Leonard Fournette (JAC)
Overall (ADP 28), RB14
“Todd Gurley is the obvious answer here, but you should also be very worried about Fournette’s ability to stay healthy over a full 16-game schedule. The lower body injuries that hampered Fournette in college aren’t going away. He missed 11 outings over his first two NFL campaigns and averaged less than four yards per carry both seasons.
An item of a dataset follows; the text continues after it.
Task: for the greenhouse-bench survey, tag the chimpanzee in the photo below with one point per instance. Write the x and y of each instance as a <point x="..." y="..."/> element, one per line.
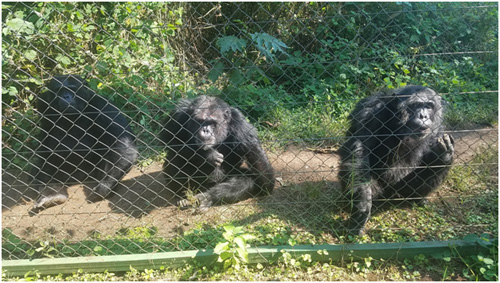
<point x="214" y="151"/>
<point x="83" y="137"/>
<point x="395" y="148"/>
With a passing attack that’s unlikely to back defenders off the line of scrimmage, Fournette is a volume-dependent injury risk. I’d rather take my chances with Aaron Jones’ elite talent or Marlon Mack’s outstanding offensive line.”
– Justin Boone (theScore)

Le’Veon Bell (NYJ)
Overall (ADP 8), RB7
“It’s a question I’ve asked but received no answer to. What’s the difference between Bell and Fournette outside of the two-plus round difference in their ADP? When healthy, both are locked into big workloads, though we’ve never seen Bell perform at an RB1 level outside the Steelers’ offense, while Fournette has shown more consistency than Melvin Gordon when healthy over his career. While I understand there are durability concerns with Fournette, Bell just stayed away from the game for an entire year and turned 27 years old in February. I haven’t even mentioned the fact that he plays for Adam Gase and behind the Jets’ offensive line.”
– Mike Tagliere (FantasyPros)

Derrick Henry (TEN)
Overall (ADP 32), RB16
“Henry hasn’t convinced me yet. Despite his incredible end of the season, Henry’s career has been marred by inconsistency. It’s naive to think he’ll persist at the end-of-season pace regardless of what the offense wants to do. He’ll be overly TD dependent, and I’d rather have Devonta Freeman, Marlon Mack, Kerryon Johnson, or Josh Jacobs over Henry in most half-point leagues.”
– Andy Holloway (The Fantasy Footballers)

Todd Gurley (LAR)
Overall (ADP 16), RB10
“I’m certainly not the only person afraid of Gurley, but I’m on that bus, and somewhere near the front. There’s too much uncertainty there along with a bad injury history. Nick Chubb and Dalvin Cook are just two of the acceptable alternatives.”